Поражала дерзость Евграфа Митрофановича. Он говорил о себе как о единственном знатоке Библии и Евангелия и обнаруживал наклонность смешивать себя и Мессию. Соломонида Кирилловна насмешливо посматривала на хозяйку.
Он замолчал и дрожал как в лихорадке.
- Вы устали? - с участием спросила Кустова. - Вас так волнуют эти вопросы?
Он ничего не ответил, взялся за лоб и вышел, ещё более побледнев. Вскоре стало слышно, как он ходит по террасе.
- Удивительный человек! Гениальный человек! - произнесла Соломонида Кирилловна. - Глафира Львовна, вас он не тронул?
- Нисколько, - ответила она и поцеловала гостью.
- Неправда! - возразила Топорова. - Зачем вы меня целуете? Думаете, что обижаете, и хотите усладить горечь обиды поцелуем?
Глафира Львовна покраснела.
- О, нет, Соломонида Кирилловна, что вы говорите!.. А вы однако увлечены им... Подождите-ка, я приведу его сейчас.
Глафира Львовна почувствовала потребность посмеяться и пошалить. Ей казалось, что Соломонида Кирилловна питает к Поморову не только мистическое, но и более земное чувство, и ей захотелось отомстить Соломониде Кирилловне за все мелкие уколы, которые она получила от неё сегодня.
На террасе было темно - ветер задул фонарик. Деревья чернели; мутными пятнами выделялось там и сям, сквозя меж веток и стволов, небо, освещённое луной-невидимкой. Глафира Львовна подозвала Поморова. Она дала ему руку и вернулась с ним в гостиную.
Соломонида Кирилловна ревниво взглянула на неё.
- Послушайте, Евграф Митрофанович, вы ужасно заинтересовали меня, - начала Глафира Львовна. - Хоть вы и заявили, что привыкли к поклонению, но готовьтесь вплести в ваш венок ещё один лавр.
Поморов поклонился. На его бледном лице заиграл румянец. Глафира Львовна улыбнулась и взяла из корзинки работу.
- Подержите шерсть. Надеюсь, вам не помешает она проповедовать.
Евграф Митрофанович стал держать шерсть. Соломонида Кирилловна хранила молчание.

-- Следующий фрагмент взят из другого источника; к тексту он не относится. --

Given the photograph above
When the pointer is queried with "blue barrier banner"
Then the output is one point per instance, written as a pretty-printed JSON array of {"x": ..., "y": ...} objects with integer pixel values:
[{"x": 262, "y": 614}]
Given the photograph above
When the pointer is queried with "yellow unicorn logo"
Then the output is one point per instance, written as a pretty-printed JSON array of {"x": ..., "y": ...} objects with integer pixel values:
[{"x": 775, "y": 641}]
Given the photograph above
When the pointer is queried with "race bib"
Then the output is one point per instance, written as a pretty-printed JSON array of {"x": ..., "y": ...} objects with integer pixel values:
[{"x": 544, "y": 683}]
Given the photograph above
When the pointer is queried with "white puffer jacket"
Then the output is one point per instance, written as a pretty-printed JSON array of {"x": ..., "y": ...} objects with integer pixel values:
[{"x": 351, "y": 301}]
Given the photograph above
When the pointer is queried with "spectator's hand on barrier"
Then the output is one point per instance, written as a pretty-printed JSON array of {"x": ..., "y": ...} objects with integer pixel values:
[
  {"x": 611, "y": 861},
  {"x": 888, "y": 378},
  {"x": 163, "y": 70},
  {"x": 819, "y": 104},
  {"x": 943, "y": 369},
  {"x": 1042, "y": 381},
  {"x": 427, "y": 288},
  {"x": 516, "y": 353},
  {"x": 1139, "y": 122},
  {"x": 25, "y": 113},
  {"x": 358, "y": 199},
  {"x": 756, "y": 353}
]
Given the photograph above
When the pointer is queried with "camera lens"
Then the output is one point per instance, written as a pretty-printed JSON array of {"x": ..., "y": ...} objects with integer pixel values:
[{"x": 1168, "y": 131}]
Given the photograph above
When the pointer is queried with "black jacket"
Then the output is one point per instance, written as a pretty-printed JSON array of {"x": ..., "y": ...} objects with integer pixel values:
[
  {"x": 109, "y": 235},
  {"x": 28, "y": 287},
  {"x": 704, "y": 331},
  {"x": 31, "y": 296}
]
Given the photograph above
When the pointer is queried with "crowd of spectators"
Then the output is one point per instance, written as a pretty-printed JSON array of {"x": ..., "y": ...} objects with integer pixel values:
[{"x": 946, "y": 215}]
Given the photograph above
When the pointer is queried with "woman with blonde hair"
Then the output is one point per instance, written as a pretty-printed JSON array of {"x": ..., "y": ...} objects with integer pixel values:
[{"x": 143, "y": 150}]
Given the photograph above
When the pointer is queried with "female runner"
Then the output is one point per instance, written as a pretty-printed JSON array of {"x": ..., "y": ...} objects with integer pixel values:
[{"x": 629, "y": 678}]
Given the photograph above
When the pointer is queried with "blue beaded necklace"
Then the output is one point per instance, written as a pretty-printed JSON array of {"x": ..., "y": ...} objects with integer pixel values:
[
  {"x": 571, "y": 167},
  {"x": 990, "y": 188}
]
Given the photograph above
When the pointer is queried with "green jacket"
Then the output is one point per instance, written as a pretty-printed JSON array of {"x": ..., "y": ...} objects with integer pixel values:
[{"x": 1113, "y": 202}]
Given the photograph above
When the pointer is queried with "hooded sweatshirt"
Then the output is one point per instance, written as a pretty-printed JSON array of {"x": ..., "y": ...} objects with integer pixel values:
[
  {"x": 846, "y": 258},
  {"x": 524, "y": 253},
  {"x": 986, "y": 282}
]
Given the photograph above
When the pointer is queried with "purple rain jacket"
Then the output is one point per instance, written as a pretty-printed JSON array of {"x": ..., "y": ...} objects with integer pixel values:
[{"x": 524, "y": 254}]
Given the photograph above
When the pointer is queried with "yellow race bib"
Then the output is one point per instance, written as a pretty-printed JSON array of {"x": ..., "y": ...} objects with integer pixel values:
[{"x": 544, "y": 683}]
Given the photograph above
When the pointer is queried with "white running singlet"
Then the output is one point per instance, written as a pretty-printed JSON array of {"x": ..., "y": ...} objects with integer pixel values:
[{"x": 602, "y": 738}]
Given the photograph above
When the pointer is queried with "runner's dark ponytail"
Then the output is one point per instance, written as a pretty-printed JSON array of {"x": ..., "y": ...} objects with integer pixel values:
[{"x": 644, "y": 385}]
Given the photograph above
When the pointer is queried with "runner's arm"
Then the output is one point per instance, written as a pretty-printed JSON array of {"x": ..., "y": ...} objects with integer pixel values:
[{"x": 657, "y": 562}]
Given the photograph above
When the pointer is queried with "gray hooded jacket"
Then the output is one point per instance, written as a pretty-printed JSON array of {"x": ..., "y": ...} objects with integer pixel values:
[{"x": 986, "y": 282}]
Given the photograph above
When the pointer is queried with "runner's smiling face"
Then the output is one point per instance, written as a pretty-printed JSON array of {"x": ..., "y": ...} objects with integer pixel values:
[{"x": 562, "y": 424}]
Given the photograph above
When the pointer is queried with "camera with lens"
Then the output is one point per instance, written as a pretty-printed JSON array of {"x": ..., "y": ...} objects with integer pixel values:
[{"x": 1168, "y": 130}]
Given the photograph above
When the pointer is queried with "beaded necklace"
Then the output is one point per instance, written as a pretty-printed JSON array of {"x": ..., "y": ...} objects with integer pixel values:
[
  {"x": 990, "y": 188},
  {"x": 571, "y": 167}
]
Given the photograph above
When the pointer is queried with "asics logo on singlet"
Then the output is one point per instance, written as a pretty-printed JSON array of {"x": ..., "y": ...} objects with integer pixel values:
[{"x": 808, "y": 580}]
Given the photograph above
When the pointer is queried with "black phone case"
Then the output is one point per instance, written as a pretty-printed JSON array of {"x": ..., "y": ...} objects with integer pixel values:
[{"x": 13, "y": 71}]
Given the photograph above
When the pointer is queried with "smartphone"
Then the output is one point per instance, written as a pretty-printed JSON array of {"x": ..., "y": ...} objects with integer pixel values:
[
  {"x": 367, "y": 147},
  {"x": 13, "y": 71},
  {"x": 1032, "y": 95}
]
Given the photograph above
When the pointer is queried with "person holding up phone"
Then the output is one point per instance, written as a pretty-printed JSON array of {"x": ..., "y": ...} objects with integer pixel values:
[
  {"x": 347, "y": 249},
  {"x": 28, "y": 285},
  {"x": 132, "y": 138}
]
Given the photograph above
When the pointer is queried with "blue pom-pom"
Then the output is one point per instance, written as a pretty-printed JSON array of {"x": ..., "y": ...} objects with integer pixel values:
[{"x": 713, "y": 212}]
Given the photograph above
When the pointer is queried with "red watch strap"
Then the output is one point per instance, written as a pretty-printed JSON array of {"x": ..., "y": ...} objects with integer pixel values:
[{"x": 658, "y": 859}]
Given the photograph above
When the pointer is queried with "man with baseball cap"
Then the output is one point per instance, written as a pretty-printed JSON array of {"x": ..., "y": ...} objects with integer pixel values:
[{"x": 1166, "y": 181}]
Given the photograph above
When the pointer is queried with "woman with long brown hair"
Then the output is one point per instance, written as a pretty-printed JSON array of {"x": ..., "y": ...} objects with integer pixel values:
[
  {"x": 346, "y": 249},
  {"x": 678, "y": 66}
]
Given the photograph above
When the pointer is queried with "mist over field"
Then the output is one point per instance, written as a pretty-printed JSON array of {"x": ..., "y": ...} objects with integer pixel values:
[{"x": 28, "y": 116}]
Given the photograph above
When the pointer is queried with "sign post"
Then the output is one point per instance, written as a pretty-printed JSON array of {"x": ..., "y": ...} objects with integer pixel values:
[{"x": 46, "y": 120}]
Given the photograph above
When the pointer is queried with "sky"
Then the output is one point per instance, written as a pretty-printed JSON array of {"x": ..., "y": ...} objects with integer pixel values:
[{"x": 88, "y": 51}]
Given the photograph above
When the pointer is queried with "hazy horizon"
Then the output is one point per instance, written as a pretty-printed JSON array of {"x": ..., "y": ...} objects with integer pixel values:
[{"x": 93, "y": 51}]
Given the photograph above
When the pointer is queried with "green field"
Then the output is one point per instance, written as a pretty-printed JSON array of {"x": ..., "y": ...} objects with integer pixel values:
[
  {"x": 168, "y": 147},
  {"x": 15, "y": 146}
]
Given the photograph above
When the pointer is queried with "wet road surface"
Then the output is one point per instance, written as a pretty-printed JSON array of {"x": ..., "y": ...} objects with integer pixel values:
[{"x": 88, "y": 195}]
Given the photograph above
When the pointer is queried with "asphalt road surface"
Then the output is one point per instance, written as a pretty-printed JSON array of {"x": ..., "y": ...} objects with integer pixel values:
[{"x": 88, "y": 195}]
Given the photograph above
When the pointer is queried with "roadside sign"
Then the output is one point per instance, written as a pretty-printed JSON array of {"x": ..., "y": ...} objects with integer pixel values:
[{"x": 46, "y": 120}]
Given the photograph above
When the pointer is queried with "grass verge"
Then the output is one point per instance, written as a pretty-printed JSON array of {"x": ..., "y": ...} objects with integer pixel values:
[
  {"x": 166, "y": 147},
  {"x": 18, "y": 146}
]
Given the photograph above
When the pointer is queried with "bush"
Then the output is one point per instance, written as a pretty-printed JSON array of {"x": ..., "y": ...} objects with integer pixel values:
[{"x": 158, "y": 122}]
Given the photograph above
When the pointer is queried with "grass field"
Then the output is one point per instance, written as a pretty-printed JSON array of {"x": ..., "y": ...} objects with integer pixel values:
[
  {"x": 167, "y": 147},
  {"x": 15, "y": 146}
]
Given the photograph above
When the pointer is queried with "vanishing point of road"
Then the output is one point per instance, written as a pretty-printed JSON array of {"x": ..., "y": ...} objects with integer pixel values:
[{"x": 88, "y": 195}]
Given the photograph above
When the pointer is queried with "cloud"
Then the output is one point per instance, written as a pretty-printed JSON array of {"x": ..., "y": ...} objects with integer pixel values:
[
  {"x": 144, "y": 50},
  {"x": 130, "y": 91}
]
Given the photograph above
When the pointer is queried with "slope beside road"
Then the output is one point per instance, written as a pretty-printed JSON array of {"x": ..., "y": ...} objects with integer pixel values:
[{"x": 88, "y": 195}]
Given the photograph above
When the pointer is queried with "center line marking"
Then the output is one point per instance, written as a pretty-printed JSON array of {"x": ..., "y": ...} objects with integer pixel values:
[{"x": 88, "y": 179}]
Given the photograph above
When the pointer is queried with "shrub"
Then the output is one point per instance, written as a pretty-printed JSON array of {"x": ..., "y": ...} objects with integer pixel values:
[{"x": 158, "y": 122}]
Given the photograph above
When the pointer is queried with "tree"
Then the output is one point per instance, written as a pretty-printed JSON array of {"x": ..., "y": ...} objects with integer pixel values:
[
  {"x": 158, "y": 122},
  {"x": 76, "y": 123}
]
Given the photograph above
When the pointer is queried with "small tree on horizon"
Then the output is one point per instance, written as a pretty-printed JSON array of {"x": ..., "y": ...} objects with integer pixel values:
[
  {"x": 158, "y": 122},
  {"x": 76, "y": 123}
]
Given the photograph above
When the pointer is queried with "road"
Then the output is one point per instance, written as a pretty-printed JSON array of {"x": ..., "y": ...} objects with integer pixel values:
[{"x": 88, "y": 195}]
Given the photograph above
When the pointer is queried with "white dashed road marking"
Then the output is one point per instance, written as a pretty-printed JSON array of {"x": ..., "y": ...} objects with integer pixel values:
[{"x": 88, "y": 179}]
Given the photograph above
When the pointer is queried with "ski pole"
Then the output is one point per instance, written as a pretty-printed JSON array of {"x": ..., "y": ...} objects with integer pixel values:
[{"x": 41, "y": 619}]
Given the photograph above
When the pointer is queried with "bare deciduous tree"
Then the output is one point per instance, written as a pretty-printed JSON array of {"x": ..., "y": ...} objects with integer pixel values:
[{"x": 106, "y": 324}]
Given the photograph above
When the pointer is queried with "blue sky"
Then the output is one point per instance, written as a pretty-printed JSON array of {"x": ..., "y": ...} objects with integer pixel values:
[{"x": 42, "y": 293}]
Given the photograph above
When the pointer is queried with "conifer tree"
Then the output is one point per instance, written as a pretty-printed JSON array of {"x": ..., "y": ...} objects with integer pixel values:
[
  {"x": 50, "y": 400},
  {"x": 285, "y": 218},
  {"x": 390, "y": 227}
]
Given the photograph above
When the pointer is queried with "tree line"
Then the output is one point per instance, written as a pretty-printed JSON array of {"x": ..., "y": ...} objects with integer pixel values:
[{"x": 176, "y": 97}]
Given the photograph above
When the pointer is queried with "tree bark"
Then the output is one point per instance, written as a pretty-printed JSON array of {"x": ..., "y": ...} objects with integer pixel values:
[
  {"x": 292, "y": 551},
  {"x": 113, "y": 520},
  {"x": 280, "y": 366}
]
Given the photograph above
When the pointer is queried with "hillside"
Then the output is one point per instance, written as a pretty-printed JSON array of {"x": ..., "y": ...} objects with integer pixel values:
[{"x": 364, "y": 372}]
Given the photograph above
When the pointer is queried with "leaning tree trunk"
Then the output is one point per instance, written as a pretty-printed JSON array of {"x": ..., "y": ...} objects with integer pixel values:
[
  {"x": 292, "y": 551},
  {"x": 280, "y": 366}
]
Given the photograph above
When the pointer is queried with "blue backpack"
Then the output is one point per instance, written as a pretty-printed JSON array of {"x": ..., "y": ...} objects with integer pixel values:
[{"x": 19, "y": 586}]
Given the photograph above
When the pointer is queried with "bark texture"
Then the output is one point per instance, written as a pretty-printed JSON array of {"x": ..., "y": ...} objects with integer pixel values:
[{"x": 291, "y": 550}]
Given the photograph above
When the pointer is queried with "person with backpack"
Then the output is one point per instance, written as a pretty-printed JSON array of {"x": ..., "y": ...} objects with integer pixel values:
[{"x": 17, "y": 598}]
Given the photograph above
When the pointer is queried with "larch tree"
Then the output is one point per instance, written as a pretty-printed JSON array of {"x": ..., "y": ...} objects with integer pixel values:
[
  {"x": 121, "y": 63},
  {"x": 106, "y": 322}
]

- Что ж, говорите, Евграф Митрофанович!
- О чём же?
- Говорите всё то, что говорили когда-нибудь Соломониде Кирилловне. Я знаю, что ей не будет скучно.
- Расскажите о чуде, которое вы сделали, - промолвила Топорова.
- Боже, вы совершаете чудеса!? Евграф Митрофанович!
- Соломонида Кирилловна называет чудом самый обыкновенный поступок мой. У неё особый угол зрения.
- А какой поступок?
- Пусть она сама передаст.
- Его поступок заключался в том, что... Нет, в двух словах этого не скажешь! Глафира Львовна, хотите, душечка, я расскажу вам свою жизнь? Это необходимо. Вы должны знать, что я за птица, потому что тогда вы лучше узнаете Евграфа Митрофановича. А вам надо это, чтоб не смеяться над ним. Вы вот думаете, что я - ревнива. И он это думает. И вы оба правы, да только с одной стороны. Ибо с другой стороны вы страшно ошибаетесь. Моя ревность имеет своим девизом: "Не мечите бисера"... Извините, что я так прямо. Я не выношу, когда, например, профану читают Байрона. А так как Евграф Митрофанович считает вас спящей душей, то хорошо - пусть вы спящая душа. Но только будьте же справедливы, милая, отдайте ему должное!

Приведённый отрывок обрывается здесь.